The Engineers Without Borders (EWB) Sheffield Showcase demonstrated the exciting sustainable development projects run by members of the Sheffield student branch of EWB and highlighted the various ways in which industry can get involved to help create a sustainable future.
Industry experts, academics and students were given the chance to find out more about how EWB can create global engineers, as well as explore the technology on show, including a wind turbine constructed by students within the University´s EWB group.
The turbine has a top power rating of 500w at a wind speed of 10m/s and an average of 200w – enough to power 10 laptops. Constructed using wood, steel and epoxy resin over a seven month period, the five foot high structure was made as part of the group’s focus on sustainable energy.
Other projects on display included the water project, which looks at both water filters to provide clean and safe drinking water and rainwater harvesting for water collection. The project has involved working closely with the University’s Department of Estates in preparation for installation on University grounds.
The pedal-powered projects also displayed included a pedal cinema which is being built in partnership with student-led film festival No Limits, and a pedal-powered smoothie maker, which attendees were able to try out for themselves.
The University’s Outreach and Access Scheme, where students have been visiting local schools to promote international development issues and the role which engineers play, also showcased its work. In addition, visitors to the event were able to find out more about training sessions available, from talks to week-long residential courses, organised by the EWB committee to increase the knowledge of their members and the wider University about international development and sustainable issues.

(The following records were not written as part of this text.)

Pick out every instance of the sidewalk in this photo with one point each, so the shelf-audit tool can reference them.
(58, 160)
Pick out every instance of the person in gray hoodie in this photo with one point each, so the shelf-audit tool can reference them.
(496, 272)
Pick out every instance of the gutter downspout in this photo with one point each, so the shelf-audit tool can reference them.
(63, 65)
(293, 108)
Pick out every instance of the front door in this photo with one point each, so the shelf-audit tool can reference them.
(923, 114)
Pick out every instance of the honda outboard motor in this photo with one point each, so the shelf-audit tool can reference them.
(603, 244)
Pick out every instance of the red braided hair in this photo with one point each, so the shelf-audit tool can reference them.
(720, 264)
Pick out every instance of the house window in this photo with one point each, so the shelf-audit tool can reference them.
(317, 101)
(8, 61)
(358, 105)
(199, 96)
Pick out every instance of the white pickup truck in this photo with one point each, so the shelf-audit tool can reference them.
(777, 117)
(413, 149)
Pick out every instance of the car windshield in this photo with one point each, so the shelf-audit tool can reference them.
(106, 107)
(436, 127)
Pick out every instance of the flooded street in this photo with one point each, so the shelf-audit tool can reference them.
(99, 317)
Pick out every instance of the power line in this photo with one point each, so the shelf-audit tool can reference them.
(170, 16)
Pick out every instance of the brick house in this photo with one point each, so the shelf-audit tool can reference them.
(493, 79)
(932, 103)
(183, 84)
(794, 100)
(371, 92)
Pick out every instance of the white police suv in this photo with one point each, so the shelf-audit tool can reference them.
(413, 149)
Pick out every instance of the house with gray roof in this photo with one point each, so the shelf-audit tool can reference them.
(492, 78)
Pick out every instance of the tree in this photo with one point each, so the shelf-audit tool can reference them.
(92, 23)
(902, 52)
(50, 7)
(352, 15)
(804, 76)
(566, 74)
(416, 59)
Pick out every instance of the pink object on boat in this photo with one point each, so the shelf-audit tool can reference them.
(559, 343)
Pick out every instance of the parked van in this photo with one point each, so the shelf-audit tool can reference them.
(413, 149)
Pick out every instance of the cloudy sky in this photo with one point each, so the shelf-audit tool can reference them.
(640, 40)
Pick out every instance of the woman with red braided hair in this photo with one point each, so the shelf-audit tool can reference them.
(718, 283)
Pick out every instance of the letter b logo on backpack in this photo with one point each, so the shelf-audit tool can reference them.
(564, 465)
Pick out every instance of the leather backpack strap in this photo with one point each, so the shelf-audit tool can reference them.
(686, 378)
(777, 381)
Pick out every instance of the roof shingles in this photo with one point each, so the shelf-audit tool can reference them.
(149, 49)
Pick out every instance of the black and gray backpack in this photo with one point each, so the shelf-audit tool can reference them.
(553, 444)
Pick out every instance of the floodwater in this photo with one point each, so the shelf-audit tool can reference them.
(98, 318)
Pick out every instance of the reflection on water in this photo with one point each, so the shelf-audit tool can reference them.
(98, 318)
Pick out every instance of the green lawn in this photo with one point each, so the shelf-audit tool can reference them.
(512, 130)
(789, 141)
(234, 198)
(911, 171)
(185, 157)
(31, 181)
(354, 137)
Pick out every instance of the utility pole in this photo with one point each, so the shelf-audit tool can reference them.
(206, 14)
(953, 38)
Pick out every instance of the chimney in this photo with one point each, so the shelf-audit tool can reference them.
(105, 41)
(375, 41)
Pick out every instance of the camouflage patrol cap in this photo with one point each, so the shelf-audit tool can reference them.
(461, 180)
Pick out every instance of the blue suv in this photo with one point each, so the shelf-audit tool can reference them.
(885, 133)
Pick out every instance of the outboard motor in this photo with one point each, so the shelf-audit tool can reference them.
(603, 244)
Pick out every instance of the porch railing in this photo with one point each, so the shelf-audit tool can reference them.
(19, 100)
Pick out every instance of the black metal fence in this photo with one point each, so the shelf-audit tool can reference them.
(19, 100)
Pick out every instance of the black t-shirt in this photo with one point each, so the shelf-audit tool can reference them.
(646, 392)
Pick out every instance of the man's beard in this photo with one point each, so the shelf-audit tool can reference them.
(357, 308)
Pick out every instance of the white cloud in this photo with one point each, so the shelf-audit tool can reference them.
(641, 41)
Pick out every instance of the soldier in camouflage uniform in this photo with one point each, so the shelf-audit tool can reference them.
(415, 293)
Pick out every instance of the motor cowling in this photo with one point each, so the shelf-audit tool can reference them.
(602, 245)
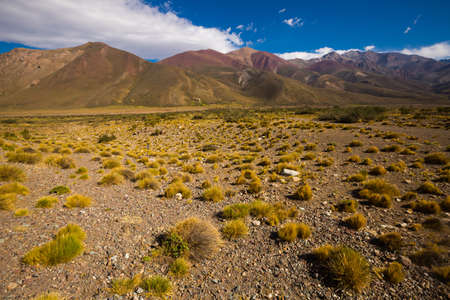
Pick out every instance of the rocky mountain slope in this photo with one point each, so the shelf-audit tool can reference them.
(95, 74)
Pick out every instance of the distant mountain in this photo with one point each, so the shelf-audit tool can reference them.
(95, 74)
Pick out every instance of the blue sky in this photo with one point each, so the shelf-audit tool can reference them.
(157, 29)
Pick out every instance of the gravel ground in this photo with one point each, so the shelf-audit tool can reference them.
(123, 223)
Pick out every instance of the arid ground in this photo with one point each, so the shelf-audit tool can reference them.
(145, 174)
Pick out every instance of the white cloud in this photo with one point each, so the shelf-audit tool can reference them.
(436, 51)
(148, 31)
(294, 22)
(315, 54)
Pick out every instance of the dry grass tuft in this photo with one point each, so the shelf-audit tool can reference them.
(11, 173)
(235, 229)
(201, 236)
(77, 201)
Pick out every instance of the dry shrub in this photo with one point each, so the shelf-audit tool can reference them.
(201, 236)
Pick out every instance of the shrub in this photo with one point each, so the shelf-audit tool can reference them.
(49, 296)
(214, 193)
(426, 206)
(235, 211)
(60, 190)
(442, 273)
(394, 273)
(379, 186)
(348, 205)
(437, 158)
(111, 163)
(15, 188)
(173, 245)
(428, 256)
(202, 237)
(112, 178)
(67, 244)
(157, 286)
(177, 187)
(356, 221)
(21, 212)
(354, 158)
(77, 201)
(303, 230)
(355, 143)
(377, 171)
(391, 241)
(433, 224)
(359, 177)
(303, 193)
(235, 229)
(46, 202)
(397, 167)
(64, 162)
(429, 188)
(148, 183)
(24, 157)
(348, 269)
(7, 201)
(11, 173)
(179, 267)
(123, 286)
(445, 204)
(322, 253)
(105, 138)
(372, 149)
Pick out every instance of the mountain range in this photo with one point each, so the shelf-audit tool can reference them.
(95, 74)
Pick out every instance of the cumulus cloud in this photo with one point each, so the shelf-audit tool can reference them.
(132, 25)
(318, 53)
(294, 22)
(436, 51)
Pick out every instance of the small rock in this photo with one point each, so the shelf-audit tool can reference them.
(289, 172)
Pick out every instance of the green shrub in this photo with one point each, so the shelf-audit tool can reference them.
(77, 201)
(303, 193)
(214, 193)
(202, 237)
(236, 211)
(348, 205)
(173, 245)
(235, 229)
(60, 190)
(356, 221)
(348, 269)
(179, 267)
(157, 286)
(46, 202)
(67, 244)
(24, 157)
(394, 273)
(391, 241)
(11, 173)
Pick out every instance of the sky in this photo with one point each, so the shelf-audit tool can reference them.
(155, 29)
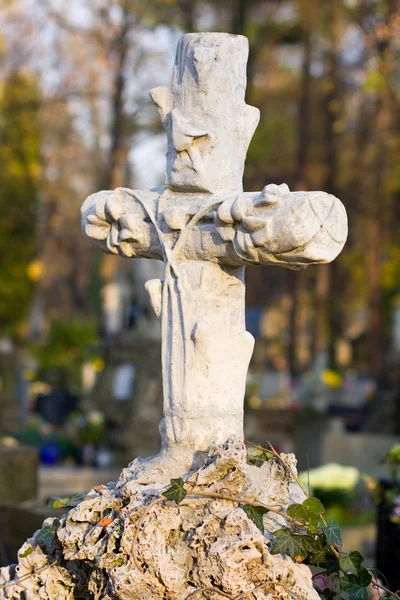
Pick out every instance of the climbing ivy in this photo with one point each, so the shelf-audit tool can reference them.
(307, 538)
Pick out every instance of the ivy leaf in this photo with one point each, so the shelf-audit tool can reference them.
(27, 552)
(319, 557)
(356, 585)
(256, 454)
(45, 536)
(308, 512)
(332, 534)
(67, 501)
(352, 563)
(327, 593)
(77, 499)
(286, 543)
(331, 564)
(310, 544)
(58, 501)
(177, 490)
(256, 513)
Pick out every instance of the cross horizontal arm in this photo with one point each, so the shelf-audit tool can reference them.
(276, 226)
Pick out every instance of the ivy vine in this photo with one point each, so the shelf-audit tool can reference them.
(306, 537)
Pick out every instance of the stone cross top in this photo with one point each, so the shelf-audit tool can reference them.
(206, 230)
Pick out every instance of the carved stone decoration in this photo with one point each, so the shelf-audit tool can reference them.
(206, 230)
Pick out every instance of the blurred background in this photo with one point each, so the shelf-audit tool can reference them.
(80, 387)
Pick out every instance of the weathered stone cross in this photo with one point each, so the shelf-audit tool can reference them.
(206, 230)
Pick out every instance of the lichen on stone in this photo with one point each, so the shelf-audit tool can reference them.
(200, 543)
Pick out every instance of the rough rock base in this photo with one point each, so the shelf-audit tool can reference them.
(201, 548)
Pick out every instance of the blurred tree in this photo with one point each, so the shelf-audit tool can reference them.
(20, 143)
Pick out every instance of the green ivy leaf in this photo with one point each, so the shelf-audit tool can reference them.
(330, 594)
(27, 552)
(356, 585)
(308, 512)
(310, 544)
(331, 564)
(287, 542)
(67, 501)
(177, 490)
(332, 534)
(256, 454)
(45, 536)
(352, 563)
(58, 501)
(319, 557)
(256, 513)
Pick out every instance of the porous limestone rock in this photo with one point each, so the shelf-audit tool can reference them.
(202, 543)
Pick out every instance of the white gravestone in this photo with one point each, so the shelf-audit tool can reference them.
(206, 230)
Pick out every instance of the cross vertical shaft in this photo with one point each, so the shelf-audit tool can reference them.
(206, 230)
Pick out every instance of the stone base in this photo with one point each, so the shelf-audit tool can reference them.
(110, 547)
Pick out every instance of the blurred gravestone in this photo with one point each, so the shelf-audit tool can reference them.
(129, 393)
(18, 474)
(9, 412)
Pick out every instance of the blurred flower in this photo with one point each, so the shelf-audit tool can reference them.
(331, 477)
(255, 402)
(393, 456)
(95, 417)
(29, 374)
(35, 270)
(331, 378)
(9, 441)
(98, 364)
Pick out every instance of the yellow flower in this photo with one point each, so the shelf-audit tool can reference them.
(35, 270)
(331, 378)
(255, 402)
(331, 477)
(98, 364)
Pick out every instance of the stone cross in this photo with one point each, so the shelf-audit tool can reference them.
(206, 230)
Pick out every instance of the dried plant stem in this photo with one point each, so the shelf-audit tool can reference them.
(137, 532)
(18, 580)
(239, 500)
(266, 583)
(378, 586)
(335, 551)
(209, 589)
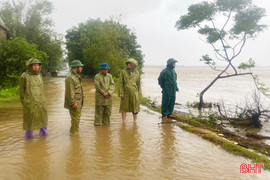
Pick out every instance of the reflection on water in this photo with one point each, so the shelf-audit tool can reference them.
(129, 150)
(35, 160)
(141, 150)
(103, 145)
(192, 81)
(75, 161)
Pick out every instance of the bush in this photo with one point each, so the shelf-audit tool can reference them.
(13, 54)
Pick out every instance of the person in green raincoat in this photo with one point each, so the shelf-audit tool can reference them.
(130, 90)
(74, 95)
(104, 85)
(167, 81)
(33, 99)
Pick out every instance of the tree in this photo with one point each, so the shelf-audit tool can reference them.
(96, 41)
(241, 22)
(31, 20)
(13, 54)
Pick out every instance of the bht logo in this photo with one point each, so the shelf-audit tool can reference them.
(247, 168)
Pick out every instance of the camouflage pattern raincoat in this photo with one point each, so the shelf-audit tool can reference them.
(130, 88)
(32, 98)
(74, 94)
(103, 83)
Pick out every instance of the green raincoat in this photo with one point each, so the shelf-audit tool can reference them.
(130, 88)
(167, 81)
(103, 83)
(74, 94)
(33, 99)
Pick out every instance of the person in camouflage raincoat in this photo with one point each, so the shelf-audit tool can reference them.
(104, 85)
(167, 81)
(74, 95)
(33, 99)
(130, 89)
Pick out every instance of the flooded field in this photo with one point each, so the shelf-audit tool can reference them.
(142, 150)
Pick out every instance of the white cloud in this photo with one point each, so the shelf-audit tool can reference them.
(153, 21)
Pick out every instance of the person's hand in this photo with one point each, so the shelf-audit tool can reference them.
(107, 95)
(75, 106)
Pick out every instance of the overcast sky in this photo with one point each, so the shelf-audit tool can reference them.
(153, 22)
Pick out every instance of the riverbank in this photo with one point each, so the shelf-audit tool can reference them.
(249, 148)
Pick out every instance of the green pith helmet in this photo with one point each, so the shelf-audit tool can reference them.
(171, 60)
(104, 66)
(76, 63)
(33, 61)
(133, 62)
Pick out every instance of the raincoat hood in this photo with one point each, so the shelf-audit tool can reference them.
(171, 60)
(133, 62)
(31, 61)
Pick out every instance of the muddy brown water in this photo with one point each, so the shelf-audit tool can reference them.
(142, 150)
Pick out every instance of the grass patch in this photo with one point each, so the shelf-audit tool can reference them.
(229, 146)
(9, 94)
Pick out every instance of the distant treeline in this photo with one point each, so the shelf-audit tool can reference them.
(30, 35)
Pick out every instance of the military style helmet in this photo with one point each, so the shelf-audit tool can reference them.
(171, 60)
(104, 66)
(75, 63)
(33, 61)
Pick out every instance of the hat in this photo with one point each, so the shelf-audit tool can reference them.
(75, 63)
(104, 66)
(34, 61)
(171, 60)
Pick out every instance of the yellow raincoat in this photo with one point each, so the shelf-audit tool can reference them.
(33, 99)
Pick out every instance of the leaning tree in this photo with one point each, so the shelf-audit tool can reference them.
(226, 25)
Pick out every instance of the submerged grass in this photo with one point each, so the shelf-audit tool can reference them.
(228, 146)
(9, 95)
(208, 131)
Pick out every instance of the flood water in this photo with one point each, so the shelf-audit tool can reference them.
(142, 150)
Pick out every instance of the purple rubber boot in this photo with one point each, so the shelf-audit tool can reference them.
(28, 135)
(43, 132)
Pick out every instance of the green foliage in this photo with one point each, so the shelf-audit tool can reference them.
(261, 86)
(96, 41)
(31, 20)
(248, 65)
(246, 21)
(192, 104)
(10, 92)
(232, 5)
(9, 95)
(197, 13)
(13, 54)
(209, 61)
(246, 18)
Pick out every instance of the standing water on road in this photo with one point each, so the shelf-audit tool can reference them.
(142, 150)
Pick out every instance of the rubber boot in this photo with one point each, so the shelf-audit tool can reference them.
(28, 135)
(43, 132)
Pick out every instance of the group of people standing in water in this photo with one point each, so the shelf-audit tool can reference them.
(34, 104)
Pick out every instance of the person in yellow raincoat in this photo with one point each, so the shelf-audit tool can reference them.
(130, 90)
(33, 99)
(104, 85)
(74, 95)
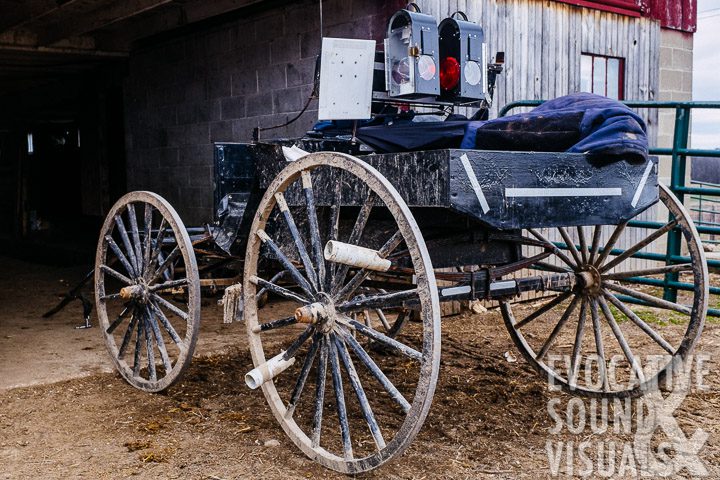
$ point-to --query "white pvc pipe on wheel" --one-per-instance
(267, 371)
(355, 256)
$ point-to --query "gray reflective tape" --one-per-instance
(473, 181)
(502, 285)
(563, 192)
(446, 292)
(641, 185)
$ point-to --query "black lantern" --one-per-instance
(411, 55)
(463, 62)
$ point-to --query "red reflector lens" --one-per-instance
(449, 73)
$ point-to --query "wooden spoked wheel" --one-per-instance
(613, 334)
(147, 291)
(346, 405)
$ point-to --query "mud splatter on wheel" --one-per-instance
(365, 406)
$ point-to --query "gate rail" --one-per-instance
(679, 153)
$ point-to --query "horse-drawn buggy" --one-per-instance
(347, 255)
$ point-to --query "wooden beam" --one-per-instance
(15, 14)
(118, 11)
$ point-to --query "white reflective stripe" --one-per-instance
(641, 185)
(445, 292)
(501, 285)
(563, 192)
(473, 181)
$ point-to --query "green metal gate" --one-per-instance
(679, 153)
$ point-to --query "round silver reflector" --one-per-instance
(473, 74)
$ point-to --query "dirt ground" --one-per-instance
(65, 414)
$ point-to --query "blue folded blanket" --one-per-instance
(579, 123)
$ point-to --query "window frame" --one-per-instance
(621, 72)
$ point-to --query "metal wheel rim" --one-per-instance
(690, 337)
(430, 311)
(193, 288)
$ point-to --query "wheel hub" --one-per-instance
(321, 314)
(138, 292)
(590, 280)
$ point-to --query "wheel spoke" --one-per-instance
(639, 322)
(138, 345)
(159, 341)
(577, 346)
(120, 256)
(149, 348)
(181, 282)
(540, 311)
(169, 306)
(544, 266)
(362, 274)
(283, 322)
(583, 244)
(639, 246)
(274, 279)
(168, 326)
(334, 227)
(683, 267)
(597, 330)
(399, 322)
(340, 400)
(287, 264)
(315, 240)
(359, 393)
(165, 264)
(116, 274)
(383, 319)
(570, 245)
(610, 243)
(649, 299)
(302, 377)
(299, 244)
(552, 247)
(148, 236)
(354, 239)
(156, 249)
(135, 237)
(320, 392)
(377, 372)
(558, 327)
(384, 339)
(128, 246)
(295, 346)
(404, 298)
(118, 320)
(621, 339)
(128, 335)
(597, 232)
(278, 290)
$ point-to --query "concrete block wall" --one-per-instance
(676, 58)
(217, 84)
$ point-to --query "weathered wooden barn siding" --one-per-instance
(543, 41)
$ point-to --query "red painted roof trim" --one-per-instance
(629, 9)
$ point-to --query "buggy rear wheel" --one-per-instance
(617, 310)
(377, 398)
(147, 291)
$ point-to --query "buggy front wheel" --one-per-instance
(618, 332)
(147, 291)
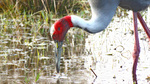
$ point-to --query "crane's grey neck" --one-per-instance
(102, 13)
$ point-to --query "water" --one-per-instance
(28, 57)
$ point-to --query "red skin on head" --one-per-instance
(61, 27)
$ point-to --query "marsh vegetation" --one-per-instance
(27, 50)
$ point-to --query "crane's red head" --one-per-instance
(60, 28)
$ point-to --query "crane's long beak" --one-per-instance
(58, 50)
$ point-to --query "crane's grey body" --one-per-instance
(104, 10)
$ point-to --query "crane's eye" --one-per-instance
(58, 28)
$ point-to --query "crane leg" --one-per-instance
(136, 48)
(146, 29)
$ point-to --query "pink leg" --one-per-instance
(136, 48)
(147, 30)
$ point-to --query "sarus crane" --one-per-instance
(102, 13)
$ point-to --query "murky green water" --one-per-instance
(29, 57)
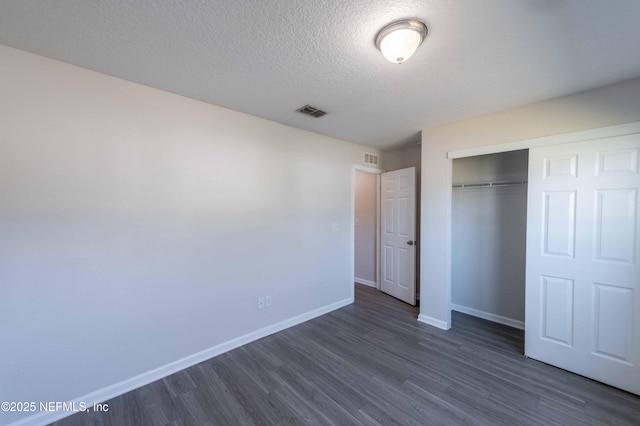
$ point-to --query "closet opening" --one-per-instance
(488, 236)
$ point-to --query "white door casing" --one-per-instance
(398, 234)
(583, 273)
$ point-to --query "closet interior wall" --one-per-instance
(489, 209)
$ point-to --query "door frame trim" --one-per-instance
(352, 228)
(582, 135)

Speakers at the event included Professor Mike Hounslow, Pro Vice-Chancellor for Engineering at the University, who offered his support to the scheme and encouraged students and industry to engage. He was joined by Andrew Lamb, CEO of EWB-UK and Katie Cresswell-Maynard, Head of Research at EWB-UK, who illustrated how industry can support students who take on EWB-UK research projects.
Emily Nix, aged 22, a fourth year Mechanical Engineering student from the University of Sheffield and President of the EWB Sheffield branch, said: “We organised the showcase to highlight the importance of sustainability in engineering today – to inspire students, academics and industry that through engineering we can make a real difference. It has also been a great way to recognise all the great work that EWB-UK and our branch members do!
“It has been a great success and the amount of involvement and interest driven from the showcase has been incredible.”